By the Cretaceous period, continental drift had moved the continents to nearly familiar positions: 1) North America, 2) Eurasia, 3) South America, 4) Africa, 5) the Indian subcontinent, 6) Antarctica, and 7) Australia (map based on a U.S. Geological Survey illustration).
How did Laurasia and Gondwana (Gondwanaland) change during the Cretaceous period?
During the Cretaceous period, both Laurasia and Gondwana fragmented into smaller landmasses and separated from each other. The whole motif of the Cretaceous was change change from the ancient topography to the more familiar forms we see today.
In the Early Cretaceous period, Laurasia began to break up due to the action of an extension of the Mid-Atlantic Ridge, with North America and Greenland separating from Eurasia. Rifting occurred in Gondwana, with South America and Africa beginning to separate.

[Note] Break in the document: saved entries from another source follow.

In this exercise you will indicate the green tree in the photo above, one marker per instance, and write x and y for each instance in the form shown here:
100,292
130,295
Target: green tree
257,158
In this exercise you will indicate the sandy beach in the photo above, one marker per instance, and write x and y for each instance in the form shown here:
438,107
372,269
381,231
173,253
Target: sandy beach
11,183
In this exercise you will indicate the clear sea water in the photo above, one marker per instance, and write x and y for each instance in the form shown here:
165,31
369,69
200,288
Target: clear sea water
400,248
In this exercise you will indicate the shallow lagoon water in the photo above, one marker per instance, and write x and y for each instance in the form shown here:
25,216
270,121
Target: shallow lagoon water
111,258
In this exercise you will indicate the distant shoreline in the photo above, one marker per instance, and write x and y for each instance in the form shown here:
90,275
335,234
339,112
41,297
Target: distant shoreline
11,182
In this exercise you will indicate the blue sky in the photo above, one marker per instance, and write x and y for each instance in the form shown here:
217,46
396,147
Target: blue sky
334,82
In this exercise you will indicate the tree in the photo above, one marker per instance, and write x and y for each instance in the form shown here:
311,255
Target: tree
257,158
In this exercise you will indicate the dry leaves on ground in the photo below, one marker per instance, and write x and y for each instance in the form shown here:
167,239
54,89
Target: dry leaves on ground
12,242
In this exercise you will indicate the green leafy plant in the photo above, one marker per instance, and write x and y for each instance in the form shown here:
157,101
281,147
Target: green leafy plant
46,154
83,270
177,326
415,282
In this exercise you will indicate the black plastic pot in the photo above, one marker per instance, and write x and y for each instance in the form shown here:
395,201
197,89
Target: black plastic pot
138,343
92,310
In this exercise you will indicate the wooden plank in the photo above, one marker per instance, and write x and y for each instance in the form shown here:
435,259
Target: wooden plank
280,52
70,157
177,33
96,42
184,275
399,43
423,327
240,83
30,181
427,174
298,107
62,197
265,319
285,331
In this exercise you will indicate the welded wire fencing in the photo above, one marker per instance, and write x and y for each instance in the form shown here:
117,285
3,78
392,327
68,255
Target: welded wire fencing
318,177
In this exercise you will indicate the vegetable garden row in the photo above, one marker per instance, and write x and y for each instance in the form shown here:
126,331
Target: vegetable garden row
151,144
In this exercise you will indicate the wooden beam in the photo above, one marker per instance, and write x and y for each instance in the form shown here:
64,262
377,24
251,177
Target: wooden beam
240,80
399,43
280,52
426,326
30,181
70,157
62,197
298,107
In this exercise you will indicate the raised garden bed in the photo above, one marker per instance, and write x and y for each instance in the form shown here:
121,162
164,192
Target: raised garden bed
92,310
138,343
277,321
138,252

In the middle of the Cretaceous period, Gondwana had separated into four major landmasses: South America, Africa, the combined India and Madagascar, and the combined Antarctica and Australia.
By the Late Cretaceous, North America and Greenland began to split, as did Australia and Antarctica, and India and Madagascar. The Atlantic Ocean continued to widen, and India and Australia moved northward. By the end of the Cretaceous, the continents began to assume their modern outlines and headed toward their current destinations on the planets surface. This also led to the development and widening of our modern oceans and seas.